The combination of these assertions raises a few questions for me each of which revolve around the self-definition of the mentally ill. I’ve said before that I (think I) don’t define myself in terms of my illness. Still, I almost unavoidably define myself in terms of the things I’ve gone through, the necessary trauma of that (those) episodes that stem from my illness. Survivors of severe non-mental illnesses are often self-defined by the strength, perseverance, fortitude, and faith, required to get through. They are defined as “survivors,” after all. Am I? Are we? Who among us would call ourselves Mental Illness Survivors in the way that one would identify as a Cancer Survivor? In describing her younger self Simon writes,
“She’s survived mental illness and experienced a new dimension to existence, a fourth dimension. And that fourth dimension doesn’t go away just because her dangerous episodes do. It makes her different, and difference is always a blessing and a curse” (64).

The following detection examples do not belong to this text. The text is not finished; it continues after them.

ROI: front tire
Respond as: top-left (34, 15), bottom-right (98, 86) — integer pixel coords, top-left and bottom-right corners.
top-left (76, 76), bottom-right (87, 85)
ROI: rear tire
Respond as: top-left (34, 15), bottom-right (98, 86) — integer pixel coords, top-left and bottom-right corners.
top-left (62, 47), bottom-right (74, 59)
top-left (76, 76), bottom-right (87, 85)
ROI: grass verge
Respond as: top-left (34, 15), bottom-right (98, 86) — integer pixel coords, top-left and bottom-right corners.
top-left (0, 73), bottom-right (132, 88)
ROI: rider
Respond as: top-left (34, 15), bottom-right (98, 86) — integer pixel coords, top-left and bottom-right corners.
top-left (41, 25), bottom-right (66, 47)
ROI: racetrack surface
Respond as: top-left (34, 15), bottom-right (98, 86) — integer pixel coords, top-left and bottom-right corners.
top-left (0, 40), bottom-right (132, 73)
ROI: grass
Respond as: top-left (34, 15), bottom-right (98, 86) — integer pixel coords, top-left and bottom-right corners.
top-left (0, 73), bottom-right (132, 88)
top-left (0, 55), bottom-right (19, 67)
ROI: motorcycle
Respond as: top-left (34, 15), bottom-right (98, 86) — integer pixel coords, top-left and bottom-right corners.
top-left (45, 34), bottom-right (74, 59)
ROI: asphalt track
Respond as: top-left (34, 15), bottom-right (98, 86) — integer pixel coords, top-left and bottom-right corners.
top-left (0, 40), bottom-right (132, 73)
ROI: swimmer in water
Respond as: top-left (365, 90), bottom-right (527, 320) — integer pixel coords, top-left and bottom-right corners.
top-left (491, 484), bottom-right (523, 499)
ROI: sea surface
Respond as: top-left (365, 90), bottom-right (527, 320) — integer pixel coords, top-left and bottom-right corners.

She said “survived.” And despite what I just wrote, I don’t sit completely comfortable with that word when I read it. I wonder whether to survive one must have been near death. And regardless of how close we each come to different forms of death, I wonder whether I want to remind myself of that each time I consider who I am. I wonder if not reminding myself is denial. I wonder whether I have, in fact, survived — or whether my earlier self is gone, and through that requisite trauma I’ve been reborn. I wonder whether the self-definition as Survivor would be empowering. These are things I wonder.
I share these wonderings because I think they’re generalizable to other mental illnesses. Simon’s journey focuses on bipolar disorder (a decision I’m not totally into), but her investigation applies to much of the mentally ill community.